Maybe for your favourites which you consider "keepers" you might want to try the newer Orion hardback reprints which seem pretty sturdy with nice thicker paper quality (at least for the ones that I own)?

Myself, I'd love to get the deluxe collector's editions with bonus features reprints they've been doing, but those cost about 40 euros last I checked, and then there's shipping from France…

Anyway, to continue the vein of Greco-Roman recreation, read Jo Graham's Hand of Isis, a Cleopatra retelling in much the same vein as Black Ships.

This is where the Mists of Avalon comparison really begins to make sense, since like MZB's Avalon series, there's apparently a whole bunch of reincarnation going on, with people being connected by past lives which they don't remember, caught up in grand mythical cycles that replay themselves in slightly altered states with somewhat altered players.

Once again, the POV narrator Charmian is an oracular character, but this time she's untrained and only gets occasional prophetic flashes. Graham uses the harem notion to give Cleopatra two supporting half-sisters who work to protect her throughout her perilous ascension to power.
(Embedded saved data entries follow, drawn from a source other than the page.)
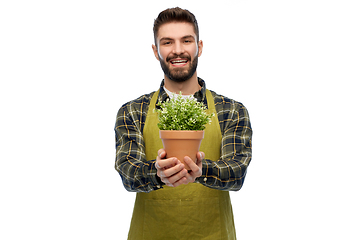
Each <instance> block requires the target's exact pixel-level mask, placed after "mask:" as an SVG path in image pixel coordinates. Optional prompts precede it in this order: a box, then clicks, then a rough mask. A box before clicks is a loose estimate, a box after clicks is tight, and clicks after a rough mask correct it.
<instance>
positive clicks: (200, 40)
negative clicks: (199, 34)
mask: <svg viewBox="0 0 360 240" xmlns="http://www.w3.org/2000/svg"><path fill="white" fill-rule="evenodd" d="M203 46H204V45H203V42H202V40H200V41H199V43H198V50H199V52H198V57H200V56H201V54H202V49H203Z"/></svg>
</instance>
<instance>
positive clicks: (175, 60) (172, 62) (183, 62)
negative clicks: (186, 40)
mask: <svg viewBox="0 0 360 240" xmlns="http://www.w3.org/2000/svg"><path fill="white" fill-rule="evenodd" d="M186 62H187V60H174V61H171V63H173V64H179V63H186Z"/></svg>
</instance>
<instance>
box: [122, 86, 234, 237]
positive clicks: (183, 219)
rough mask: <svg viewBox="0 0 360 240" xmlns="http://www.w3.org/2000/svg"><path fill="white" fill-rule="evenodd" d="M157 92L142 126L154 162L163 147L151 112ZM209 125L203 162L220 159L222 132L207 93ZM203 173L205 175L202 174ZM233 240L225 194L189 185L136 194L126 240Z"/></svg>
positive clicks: (231, 230)
mask: <svg viewBox="0 0 360 240" xmlns="http://www.w3.org/2000/svg"><path fill="white" fill-rule="evenodd" d="M158 93H159V91H157V92H155V94H154V95H153V97H152V99H151V101H150V105H149V110H148V113H147V117H146V120H145V126H144V131H143V135H144V139H145V148H146V151H145V153H146V159H156V157H157V152H158V150H159V149H161V148H163V145H162V142H161V139H160V138H159V129H158V127H157V123H158V118H157V114H156V113H155V112H154V109H155V104H156V101H157V97H158ZM206 98H207V103H208V110H207V111H208V112H213V113H214V116H213V117H212V119H211V124H208V125H207V126H206V129H205V138H204V139H203V141H202V142H201V146H200V151H202V152H204V153H205V158H206V159H211V160H213V161H215V160H218V159H219V158H220V149H221V138H222V136H221V130H220V125H219V121H218V118H217V114H216V110H215V105H214V99H213V97H212V95H211V92H210V91H209V90H206ZM203 174H205V173H203ZM163 239H166V240H167V239H169V240H176V239H180V240H182V239H184V240H198V239H201V240H205V239H207V240H234V239H236V237H235V226H234V220H233V213H232V207H231V202H230V197H229V192H228V191H220V190H215V189H211V188H208V187H205V186H203V185H202V184H200V183H189V184H187V185H180V186H178V187H176V188H173V187H168V186H166V185H165V186H164V187H163V188H162V189H159V190H155V191H152V192H150V193H137V195H136V200H135V206H134V211H133V216H132V220H131V225H130V230H129V235H128V240H163Z"/></svg>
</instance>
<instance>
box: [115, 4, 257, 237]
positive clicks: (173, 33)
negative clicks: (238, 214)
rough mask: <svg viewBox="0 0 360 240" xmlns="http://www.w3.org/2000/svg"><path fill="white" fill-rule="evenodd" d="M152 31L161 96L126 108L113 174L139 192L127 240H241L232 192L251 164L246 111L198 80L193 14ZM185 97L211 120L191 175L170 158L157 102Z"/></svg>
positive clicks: (169, 14) (167, 24)
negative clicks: (207, 109) (160, 131)
mask: <svg viewBox="0 0 360 240" xmlns="http://www.w3.org/2000/svg"><path fill="white" fill-rule="evenodd" d="M153 30H154V40H155V43H154V45H153V46H152V49H153V52H154V55H155V57H156V59H157V60H158V61H159V62H160V65H161V68H162V70H163V71H164V79H163V81H162V82H161V85H160V88H159V89H158V90H157V91H155V92H151V93H149V94H145V95H143V96H140V97H139V98H137V99H135V100H132V101H130V102H128V103H126V104H124V105H123V106H122V107H121V108H120V109H119V111H118V114H117V118H116V124H115V136H116V161H115V169H116V170H117V171H118V172H119V174H120V176H121V178H122V181H123V185H124V187H125V188H126V190H128V191H130V192H137V195H136V200H135V205H134V210H133V216H132V220H131V225H130V230H129V234H128V239H131V240H132V239H135V240H140V239H146V240H149V239H186V240H190V239H191V240H194V239H211V240H215V239H216V240H218V239H222V240H225V239H226V240H228V239H229V240H230V239H231V240H233V239H236V233H235V225H234V219H233V211H232V206H231V201H230V196H229V191H238V190H240V189H241V187H242V186H243V183H244V179H245V176H246V172H247V167H248V165H249V163H250V161H251V156H252V155H251V154H252V148H251V138H252V129H251V125H250V119H249V115H248V112H247V109H246V108H245V107H244V105H243V104H241V103H239V102H236V101H234V100H232V99H229V98H227V97H224V96H222V95H219V94H217V93H215V92H214V91H210V90H208V89H206V85H205V81H204V80H203V79H201V78H199V77H198V76H197V71H196V69H197V63H198V58H199V57H200V56H201V54H202V51H203V42H202V41H201V40H199V28H198V24H197V21H196V18H195V16H194V15H193V14H192V13H191V12H189V11H188V10H184V9H181V8H171V9H167V10H164V11H162V12H161V13H160V14H159V15H158V17H157V19H156V20H155V22H154V28H153ZM222 81H224V80H222ZM180 92H181V93H182V95H183V96H186V95H192V96H193V97H195V98H196V99H197V100H198V101H200V102H203V103H204V104H205V106H207V108H208V109H209V110H210V112H212V113H213V117H212V119H211V121H212V123H211V124H210V125H208V126H207V127H206V129H205V138H204V139H203V141H202V143H201V147H200V151H199V152H198V153H197V155H196V159H190V158H189V157H185V158H184V159H183V161H184V162H185V163H186V164H187V165H188V166H189V167H190V170H189V171H188V170H186V169H185V166H184V164H183V163H181V162H180V160H179V159H176V158H167V157H166V152H165V150H164V149H162V148H163V146H162V143H161V140H160V139H159V129H158V127H157V121H158V120H157V116H156V113H154V109H155V108H156V106H157V104H158V102H159V101H160V102H162V101H166V99H168V98H169V97H172V96H175V97H176V95H177V94H179V93H180Z"/></svg>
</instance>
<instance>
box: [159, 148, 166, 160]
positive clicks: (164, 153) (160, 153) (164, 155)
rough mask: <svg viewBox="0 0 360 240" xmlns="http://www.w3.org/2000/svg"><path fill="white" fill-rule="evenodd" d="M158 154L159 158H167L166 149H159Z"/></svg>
mask: <svg viewBox="0 0 360 240" xmlns="http://www.w3.org/2000/svg"><path fill="white" fill-rule="evenodd" d="M158 156H159V158H165V156H166V152H165V150H164V149H162V148H161V149H159V151H158Z"/></svg>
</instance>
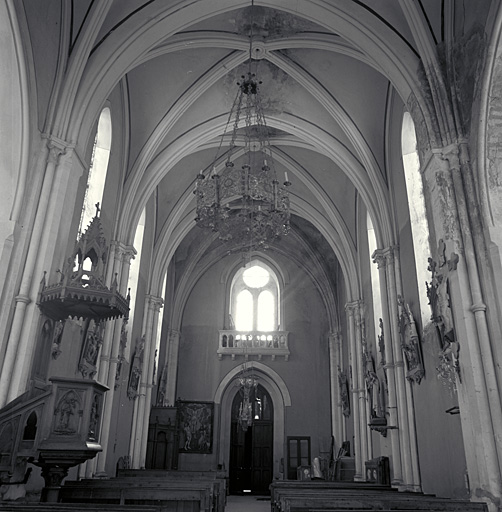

I rather liked this one, though not quite as much as Black Ships*. It was an interesting take on the Antony/Cleopatra/Caesar story, that was done specifically to be more sympathetic to Cleopatra, as Graham points out in her afterword that most period accounts of whom were written by her enemies.

Mind you, my impression of Cleopatra is indelibly shaped by Asterix and Cleopatra†, which presented her as a fairly competent ruler with "a very bad temper but a very pretty nose" who was more than a match for Caesar, rather than the scheming hanger-on with no impulse control who lucked into hanging on to the Great Man's toga-tails that an unfortunate number of high-profile modern portrayals have painted her as‡.

Highly recommended for people who like new takes on old stories having to do with ancient Greco-Roman culture and giving them a magical realism twist as well as a touch of humanization to grand historical figures. Once again, this comes with excellent extras in the form of author's historical notes and explanations, glossary of terms, bibliography for further reading, author interview and reading group guide.

It's a shame Orbit is an Agency imprint even in Canada, because if these were reasonably priced and couponable, I'd snap them up. As it is, I'll wait and see if they make it one of their Orbital Book Drop special promotions titles and in them meantime support the author by requesting her books at the library.

* Although this one does have the bonus of catering to my view that love triangles where the parties really do care for and respect and desire each other should end resolve themselves as threesomes.

† The bande déssinée, not the live-action version, though I should rewatch the animated adaptation sometime. And you should too, if only for the awesome sequence at the start where they explain how the film would look if they did it in Egyptian hieroglyphic dialogue.

‡ Y HELO THAR, Colleen McCullough. Though maybe she made up for that in Antony and Cleopatra, which I haven't read.